Her yaş grubu bayramı farklı anlamlandırılıyor!
Bayramlar aile bağlarını güçlendirildiği dönemlerdir. Her şeyi yolunda giden orta yaş grubundan ziyade çocuklar ve yaşlılar için çok daha önemlidir bayramlar. Orta yaş grubu kendini düşünerek, genelde tatil ve eğlence gibi görebilmekteyken bayramları çocuk ve yaşlılar için daha farklı anlam taşır bayramlar. Gücü elinde bulunduran orta kesim o nedenle onları da mutlu edecek hareket ve davranışlarda bulunmalı.
Bayramda sevgi dili kullanılmalı…
Bayramlarda duygu paylaşımı olur. O nedenle bu dönemlerde sevgi dilinin kullanılması çok çok önemli. Bu hediyeleşmek olur, takdir, onay ya da tebessüm dolu bir ifade ile olabilir.
Eğlence yerine aileyle mutlu olabilmeli!
Bayramları duygusal ziyaret bayramı olarak görmeliyiz. Ve bu dönemde sevgi cömerti olmalıyız her birimiz. Özellikle çocuklara ve gençlere bu değerleri vermeliyiz. Eğlenceler yerine kişiler aileleriyle mutlu olmaya gayret etmeli. Bu da bayramda beraber mutlu olma alışkanlığını getiriyor.
Ah o eski bayramlar!
Çevremize baktığımızda herkes ah eski bayramlar der dikkat ederseniz. Yüz sene öncesi de iki yüz sene öncesi de aynı şeyi söyler. Ah o eski bayramlar… Sosyolojik ve psikolojik değerlendirdiğinizde aslında kişi kendi çocukluğundaki bayramları özlediği için bunu söylüyor. Çünkü hemen hepimizin çocukluk bayramları güzel geçmiştir. Aile bağları güçlenmiş, şiddet öfke azalmıştır bu dönemlerde. Böyle bir dönemde ve ailede çocuk da kendini daha mutlu ve güçlü hisseder. O günleri hiç unutmaz. O nedenle kendi kültür ve değerlerimizin çocuklara aktarılması çok önemli. Böylece milli kimliğimiz ve değerlerimizin aktarıldığı bayramları korumuş oluruz.

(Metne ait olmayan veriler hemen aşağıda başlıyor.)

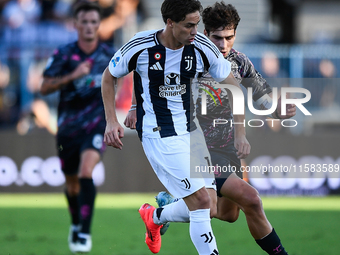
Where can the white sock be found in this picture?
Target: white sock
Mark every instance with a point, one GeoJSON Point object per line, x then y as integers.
{"type": "Point", "coordinates": [174, 212]}
{"type": "Point", "coordinates": [201, 233]}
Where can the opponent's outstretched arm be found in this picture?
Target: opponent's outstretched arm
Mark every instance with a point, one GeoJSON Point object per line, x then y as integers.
{"type": "Point", "coordinates": [240, 142]}
{"type": "Point", "coordinates": [114, 131]}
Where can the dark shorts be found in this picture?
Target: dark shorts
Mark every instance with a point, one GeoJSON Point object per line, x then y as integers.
{"type": "Point", "coordinates": [226, 162]}
{"type": "Point", "coordinates": [70, 149]}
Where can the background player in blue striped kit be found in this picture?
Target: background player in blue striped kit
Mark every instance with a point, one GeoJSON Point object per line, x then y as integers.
{"type": "Point", "coordinates": [164, 62]}
{"type": "Point", "coordinates": [76, 70]}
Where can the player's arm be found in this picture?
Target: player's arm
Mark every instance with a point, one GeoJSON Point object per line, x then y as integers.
{"type": "Point", "coordinates": [114, 131]}
{"type": "Point", "coordinates": [262, 92]}
{"type": "Point", "coordinates": [52, 84]}
{"type": "Point", "coordinates": [131, 119]}
{"type": "Point", "coordinates": [240, 142]}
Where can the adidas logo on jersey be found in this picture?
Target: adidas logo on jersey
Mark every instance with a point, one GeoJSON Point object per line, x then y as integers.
{"type": "Point", "coordinates": [156, 66]}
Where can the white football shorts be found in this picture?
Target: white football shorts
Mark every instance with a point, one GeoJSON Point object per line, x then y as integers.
{"type": "Point", "coordinates": [173, 157]}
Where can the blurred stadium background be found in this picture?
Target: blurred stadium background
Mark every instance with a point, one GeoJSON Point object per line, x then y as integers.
{"type": "Point", "coordinates": [294, 42]}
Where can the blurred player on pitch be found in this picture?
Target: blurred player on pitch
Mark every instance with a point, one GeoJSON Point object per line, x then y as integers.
{"type": "Point", "coordinates": [76, 70]}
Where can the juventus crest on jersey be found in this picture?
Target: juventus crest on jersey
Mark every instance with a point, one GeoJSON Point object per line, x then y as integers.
{"type": "Point", "coordinates": [162, 80]}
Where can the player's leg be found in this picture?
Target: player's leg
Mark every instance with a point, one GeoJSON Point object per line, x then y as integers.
{"type": "Point", "coordinates": [69, 158]}
{"type": "Point", "coordinates": [248, 199]}
{"type": "Point", "coordinates": [250, 203]}
{"type": "Point", "coordinates": [72, 195]}
{"type": "Point", "coordinates": [89, 159]}
{"type": "Point", "coordinates": [227, 210]}
{"type": "Point", "coordinates": [172, 167]}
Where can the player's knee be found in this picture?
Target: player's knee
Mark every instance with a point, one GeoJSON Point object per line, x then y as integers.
{"type": "Point", "coordinates": [213, 211]}
{"type": "Point", "coordinates": [203, 201]}
{"type": "Point", "coordinates": [230, 217]}
{"type": "Point", "coordinates": [72, 190]}
{"type": "Point", "coordinates": [85, 172]}
{"type": "Point", "coordinates": [254, 203]}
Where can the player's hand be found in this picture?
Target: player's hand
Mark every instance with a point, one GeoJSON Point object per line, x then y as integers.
{"type": "Point", "coordinates": [131, 119]}
{"type": "Point", "coordinates": [290, 110]}
{"type": "Point", "coordinates": [82, 69]}
{"type": "Point", "coordinates": [242, 146]}
{"type": "Point", "coordinates": [113, 133]}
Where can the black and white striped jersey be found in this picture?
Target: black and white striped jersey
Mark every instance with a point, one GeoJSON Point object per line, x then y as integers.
{"type": "Point", "coordinates": [162, 80]}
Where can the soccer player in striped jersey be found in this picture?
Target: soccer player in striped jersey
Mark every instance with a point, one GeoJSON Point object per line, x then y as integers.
{"type": "Point", "coordinates": [164, 62]}
{"type": "Point", "coordinates": [220, 22]}
{"type": "Point", "coordinates": [76, 70]}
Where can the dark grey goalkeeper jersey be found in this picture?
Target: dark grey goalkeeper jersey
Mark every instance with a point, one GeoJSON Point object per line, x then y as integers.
{"type": "Point", "coordinates": [245, 73]}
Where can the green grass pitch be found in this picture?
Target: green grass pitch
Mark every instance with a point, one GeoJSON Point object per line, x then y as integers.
{"type": "Point", "coordinates": [37, 224]}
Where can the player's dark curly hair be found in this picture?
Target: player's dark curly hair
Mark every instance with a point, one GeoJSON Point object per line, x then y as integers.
{"type": "Point", "coordinates": [220, 15]}
{"type": "Point", "coordinates": [86, 6]}
{"type": "Point", "coordinates": [176, 10]}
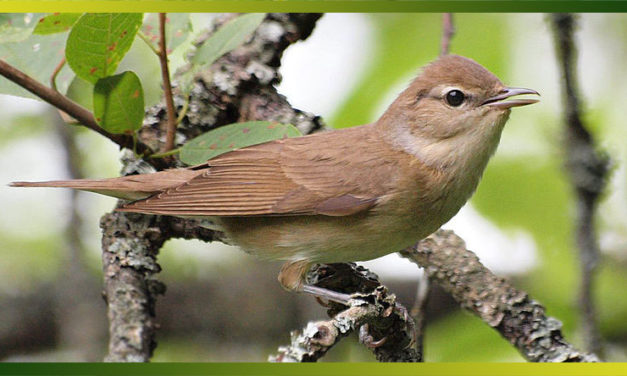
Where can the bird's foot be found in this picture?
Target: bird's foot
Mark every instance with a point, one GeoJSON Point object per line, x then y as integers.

Gitmek zorunluysa gönüller alınmalı
Eğer çocuklar bayramda ailelerinin yanında olamayacak ve bir yerlere gitmek zorundalarsa kesinlikle büyüklerinin gönüllerini almalılar. Bayram öncesi de olsa onları ziyaret etmeliler. Onların gönüllerini hoş tutarak gitmeliler gidecekleri yere. Çünkü onların en büyük psikososyal sorun o yaşlarda yalnızlık. Bir yaşlıya verilecek en büyük hediye aranarak fikrinin sorulması, ona danışılmasıdır.
Fikri sorulduğunda onun kadar mutlu bir insan olmayacaktır. Çocuğun yapabileceği en büyük hediye de budur. Bayramda iyi ki varsınız diyebilmek çok önemli. Bu davranış aslında geri dönüşümlü bir yatırım. Çünkü senin çocuğun da aynı davranışta sana bulunacaktır. Gördüğünü sana uygulayacaktır. Seni modelleyecektir. Bu noktada hassas olunmalı. Yaşlılarla empati yapılmalı. Bayramın eğlence yanı var tabiiki ama fedakârlık yanı da unutulmamalı. Bu sorumluluğumuzu unutmamalıyız. Zevk almıyor olabiliriz. Sorumluluk yerine getirilmeli.”